Singapore, Singapore - November 02, 2016: Aerial View Over Singapore to the Marina Bay Sands Hotel at dusk.

It seems that the talks about building three integrated resorts in Japan are on again. There were not many pieces of news throughout 2020 due to the 2021 pandemic. However, things are getting back to the pre-Covid era, or at least it seems so as the IR debate is on the menu once again.

The Japanese legislators are all-in when it comes to changing gambling laws to allow for IRs to be built in the country. However, the general public in areas where IRs could be built is not really fond of any gambling activities. One such place is the Japanese city of Yokohama, which is one of the biggest cities in the Country of the Rising Sun.

The town leaders recently held a total of six public briefings, with the goal of educating the residents of Yokohama on the matter and explaining why being home to an integrated resort could be a good thing for them.

Deputy Mayor Toshihide Hirahara stated that an IR would have had a very positive impact on the economic development of the city. Moreover, it would create many new jobs and would improve the overall financial status of the city. Hirahara added that the IR would be “one of the sparks required for a post-Covid economic recovery.”

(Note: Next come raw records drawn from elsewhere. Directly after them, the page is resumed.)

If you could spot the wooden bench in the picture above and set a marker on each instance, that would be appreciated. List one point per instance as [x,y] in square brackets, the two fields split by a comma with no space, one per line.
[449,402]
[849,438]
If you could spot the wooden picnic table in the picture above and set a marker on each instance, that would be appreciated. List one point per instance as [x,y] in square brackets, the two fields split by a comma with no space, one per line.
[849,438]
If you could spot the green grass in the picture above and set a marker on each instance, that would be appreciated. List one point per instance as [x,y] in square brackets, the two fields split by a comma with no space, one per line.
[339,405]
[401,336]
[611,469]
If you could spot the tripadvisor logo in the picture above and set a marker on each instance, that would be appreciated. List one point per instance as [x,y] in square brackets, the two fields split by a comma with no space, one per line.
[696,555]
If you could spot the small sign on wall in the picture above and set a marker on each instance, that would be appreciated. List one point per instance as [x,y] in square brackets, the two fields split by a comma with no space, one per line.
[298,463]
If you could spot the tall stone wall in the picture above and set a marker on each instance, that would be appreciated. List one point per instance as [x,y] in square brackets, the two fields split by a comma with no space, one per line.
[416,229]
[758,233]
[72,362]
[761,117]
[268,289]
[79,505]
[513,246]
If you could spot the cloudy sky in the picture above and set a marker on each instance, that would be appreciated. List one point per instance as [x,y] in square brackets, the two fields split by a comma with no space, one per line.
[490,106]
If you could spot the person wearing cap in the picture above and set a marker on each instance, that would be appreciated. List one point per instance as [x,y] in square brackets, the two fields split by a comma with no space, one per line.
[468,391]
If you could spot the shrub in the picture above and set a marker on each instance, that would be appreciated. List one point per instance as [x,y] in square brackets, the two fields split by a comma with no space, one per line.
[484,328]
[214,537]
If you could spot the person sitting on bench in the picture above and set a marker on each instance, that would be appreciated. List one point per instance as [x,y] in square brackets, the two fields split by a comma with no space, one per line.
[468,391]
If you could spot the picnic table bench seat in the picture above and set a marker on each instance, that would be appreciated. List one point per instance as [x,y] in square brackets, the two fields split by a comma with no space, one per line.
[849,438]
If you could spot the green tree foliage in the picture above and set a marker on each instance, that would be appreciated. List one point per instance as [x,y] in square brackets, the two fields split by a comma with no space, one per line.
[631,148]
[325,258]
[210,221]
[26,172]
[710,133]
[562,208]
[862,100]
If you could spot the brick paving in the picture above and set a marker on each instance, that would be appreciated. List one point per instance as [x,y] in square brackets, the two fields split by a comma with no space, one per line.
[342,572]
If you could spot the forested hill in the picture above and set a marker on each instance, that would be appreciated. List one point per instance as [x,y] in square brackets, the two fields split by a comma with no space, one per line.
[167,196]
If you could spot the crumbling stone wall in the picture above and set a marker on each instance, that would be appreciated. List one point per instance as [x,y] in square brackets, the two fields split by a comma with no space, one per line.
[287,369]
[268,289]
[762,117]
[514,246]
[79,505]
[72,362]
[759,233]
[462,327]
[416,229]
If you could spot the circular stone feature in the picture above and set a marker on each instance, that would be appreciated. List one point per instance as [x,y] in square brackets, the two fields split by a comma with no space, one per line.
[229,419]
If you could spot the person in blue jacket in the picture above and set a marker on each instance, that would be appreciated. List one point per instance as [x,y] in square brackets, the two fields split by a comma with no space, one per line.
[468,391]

The public was interested in concrete numbers, and one of the public representatives asked how much the city could expect to gain from an integrated resort. The officials respond that as much as 15% of the total casino revenue would go to the city’s coffers. Moreover, the officials added that tax revenues are bound to increase with an IR, as it was expected to add many jobs and more business to the city.

Yokohama Pushes the IR Bid

Yokohama’s officials continue to preach building an IR in the city, even though the public seems heavily opposed to the idea. Some of the vocal public representatives expressed their concerns about the harm that a casino might bring among the residents of the city, and their demand was that Yokohama should drop out of the IR race that’s currently underway.

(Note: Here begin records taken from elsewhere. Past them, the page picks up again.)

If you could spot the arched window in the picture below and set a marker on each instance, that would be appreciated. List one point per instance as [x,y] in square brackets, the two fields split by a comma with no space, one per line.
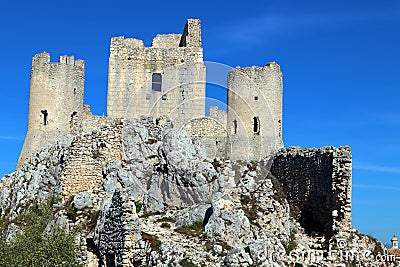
[156,81]
[45,114]
[234,126]
[256,125]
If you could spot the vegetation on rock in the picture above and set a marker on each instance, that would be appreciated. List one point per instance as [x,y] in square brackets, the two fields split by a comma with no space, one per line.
[37,245]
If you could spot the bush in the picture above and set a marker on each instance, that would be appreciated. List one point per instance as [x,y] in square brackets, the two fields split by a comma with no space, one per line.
[194,229]
[34,247]
[187,263]
[153,240]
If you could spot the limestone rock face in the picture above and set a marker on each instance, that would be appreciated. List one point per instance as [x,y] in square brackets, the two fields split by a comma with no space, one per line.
[143,193]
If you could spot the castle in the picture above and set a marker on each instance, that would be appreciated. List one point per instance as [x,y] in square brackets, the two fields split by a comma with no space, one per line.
[166,79]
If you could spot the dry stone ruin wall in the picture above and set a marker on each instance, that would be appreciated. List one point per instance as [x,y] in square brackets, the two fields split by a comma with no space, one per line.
[83,162]
[318,186]
[167,78]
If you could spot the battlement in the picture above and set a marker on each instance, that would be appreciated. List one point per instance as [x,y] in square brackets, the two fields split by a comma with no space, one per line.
[190,37]
[44,59]
[259,71]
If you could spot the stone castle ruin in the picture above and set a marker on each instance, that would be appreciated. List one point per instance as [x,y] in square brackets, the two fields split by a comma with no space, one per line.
[168,80]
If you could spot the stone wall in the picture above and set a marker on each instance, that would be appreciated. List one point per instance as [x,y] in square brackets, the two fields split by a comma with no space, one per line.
[318,184]
[255,111]
[83,162]
[178,58]
[55,101]
[212,135]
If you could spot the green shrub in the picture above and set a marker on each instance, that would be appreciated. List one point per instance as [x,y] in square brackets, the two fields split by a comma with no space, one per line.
[165,225]
[153,240]
[194,229]
[34,247]
[187,263]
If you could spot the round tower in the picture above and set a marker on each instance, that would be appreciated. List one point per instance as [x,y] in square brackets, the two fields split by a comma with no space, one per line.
[55,101]
[395,242]
[255,111]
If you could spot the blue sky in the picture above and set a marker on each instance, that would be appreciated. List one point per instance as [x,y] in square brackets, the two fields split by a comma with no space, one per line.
[339,60]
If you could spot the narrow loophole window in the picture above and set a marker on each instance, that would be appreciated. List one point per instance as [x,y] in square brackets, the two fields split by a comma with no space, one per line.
[256,125]
[45,114]
[156,82]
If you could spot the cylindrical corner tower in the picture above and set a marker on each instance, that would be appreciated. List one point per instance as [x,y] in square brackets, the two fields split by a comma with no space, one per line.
[255,111]
[55,101]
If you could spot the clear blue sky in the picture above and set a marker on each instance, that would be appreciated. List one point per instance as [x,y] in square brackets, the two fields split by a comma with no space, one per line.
[340,61]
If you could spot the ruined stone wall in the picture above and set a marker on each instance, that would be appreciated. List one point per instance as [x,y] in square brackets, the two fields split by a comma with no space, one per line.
[83,162]
[318,184]
[255,111]
[212,135]
[55,101]
[218,115]
[178,58]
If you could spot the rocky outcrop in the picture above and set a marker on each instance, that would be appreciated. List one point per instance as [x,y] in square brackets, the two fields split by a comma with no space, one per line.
[157,200]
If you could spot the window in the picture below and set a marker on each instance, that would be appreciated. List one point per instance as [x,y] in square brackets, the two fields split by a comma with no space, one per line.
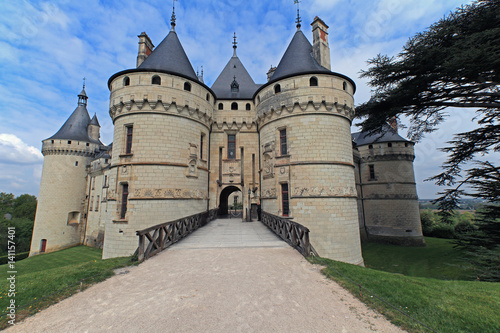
[123,210]
[156,80]
[201,145]
[128,145]
[231,146]
[372,171]
[283,146]
[284,199]
[43,245]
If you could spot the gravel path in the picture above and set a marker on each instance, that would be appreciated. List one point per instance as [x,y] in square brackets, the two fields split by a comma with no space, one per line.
[213,289]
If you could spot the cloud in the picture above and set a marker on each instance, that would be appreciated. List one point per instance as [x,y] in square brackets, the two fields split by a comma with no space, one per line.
[14,151]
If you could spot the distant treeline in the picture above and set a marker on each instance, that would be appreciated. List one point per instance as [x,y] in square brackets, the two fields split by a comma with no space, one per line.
[18,212]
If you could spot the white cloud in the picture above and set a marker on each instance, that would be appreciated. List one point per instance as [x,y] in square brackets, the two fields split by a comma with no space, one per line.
[14,151]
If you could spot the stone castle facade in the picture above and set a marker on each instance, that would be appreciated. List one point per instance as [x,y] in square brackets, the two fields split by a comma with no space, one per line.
[181,148]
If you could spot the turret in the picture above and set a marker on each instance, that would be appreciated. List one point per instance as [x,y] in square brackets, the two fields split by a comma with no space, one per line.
[60,216]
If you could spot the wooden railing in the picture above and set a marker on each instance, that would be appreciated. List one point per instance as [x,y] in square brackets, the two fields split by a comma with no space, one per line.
[157,238]
[291,232]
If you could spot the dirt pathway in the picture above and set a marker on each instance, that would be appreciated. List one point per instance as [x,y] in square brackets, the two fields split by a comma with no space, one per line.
[183,289]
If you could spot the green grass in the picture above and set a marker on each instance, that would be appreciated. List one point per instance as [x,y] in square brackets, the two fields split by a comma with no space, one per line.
[444,306]
[45,279]
[437,260]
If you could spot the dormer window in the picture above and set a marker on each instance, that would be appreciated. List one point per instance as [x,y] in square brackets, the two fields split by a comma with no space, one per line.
[156,80]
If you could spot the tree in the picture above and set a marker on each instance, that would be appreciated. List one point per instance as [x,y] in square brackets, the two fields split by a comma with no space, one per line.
[454,63]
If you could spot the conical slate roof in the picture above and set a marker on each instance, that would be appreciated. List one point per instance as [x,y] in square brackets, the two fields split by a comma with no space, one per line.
[170,56]
[388,134]
[94,121]
[298,58]
[234,71]
[76,127]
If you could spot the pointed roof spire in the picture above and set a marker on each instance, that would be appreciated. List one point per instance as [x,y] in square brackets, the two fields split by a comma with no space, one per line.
[82,96]
[172,19]
[297,2]
[94,120]
[234,45]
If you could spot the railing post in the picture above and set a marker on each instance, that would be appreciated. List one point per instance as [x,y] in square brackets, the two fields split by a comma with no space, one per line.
[140,255]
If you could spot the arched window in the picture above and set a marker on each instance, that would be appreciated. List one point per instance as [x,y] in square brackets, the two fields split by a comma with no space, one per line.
[156,80]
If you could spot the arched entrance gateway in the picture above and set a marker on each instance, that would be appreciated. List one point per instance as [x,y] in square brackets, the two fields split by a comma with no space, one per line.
[224,199]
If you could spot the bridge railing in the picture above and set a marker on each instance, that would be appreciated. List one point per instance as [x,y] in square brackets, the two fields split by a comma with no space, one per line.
[157,238]
[291,232]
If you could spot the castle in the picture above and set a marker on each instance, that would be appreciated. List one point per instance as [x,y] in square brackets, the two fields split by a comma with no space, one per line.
[181,148]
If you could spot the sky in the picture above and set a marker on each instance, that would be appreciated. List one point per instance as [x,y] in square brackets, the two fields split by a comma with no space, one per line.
[48,47]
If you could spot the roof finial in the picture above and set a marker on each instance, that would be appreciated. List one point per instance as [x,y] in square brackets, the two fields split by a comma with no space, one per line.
[298,14]
[234,45]
[172,19]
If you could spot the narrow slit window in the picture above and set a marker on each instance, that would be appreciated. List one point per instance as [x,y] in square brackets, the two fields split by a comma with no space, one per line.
[284,199]
[231,146]
[128,145]
[372,171]
[123,210]
[283,145]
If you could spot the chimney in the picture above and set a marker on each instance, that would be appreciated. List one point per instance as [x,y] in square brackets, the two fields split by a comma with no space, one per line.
[321,49]
[145,48]
[270,73]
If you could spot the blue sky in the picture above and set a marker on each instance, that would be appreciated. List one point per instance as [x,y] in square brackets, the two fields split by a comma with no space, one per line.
[47,47]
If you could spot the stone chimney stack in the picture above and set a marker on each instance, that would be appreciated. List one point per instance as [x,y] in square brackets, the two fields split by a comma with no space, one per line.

Mayor of Yokohama, Fumiko Hayashi, decided not to hold a public referendum on the topic — at least not yet, so it seems. Instead, Hayashi’s plan was to make the benefits of an IR public and explain it to the residents of the big city in Japan. Mayor’s strategy was not perceived as an ideal solution, according to plenty of officials, who are now starting a campaign to end her career as Mayor of Yokohama.

Even though Yokohama is still officially in the IR race, it seems that it has stumbled upon stiff competition, as many other places throughout Japan are trying the same thing — to become home to one of the three integrated resorts. Moreover, casino operators interested in building an IR show no interest in the Yokohama drama.

One public briefing is over. Five more to go. The next one is scheduled for March 14.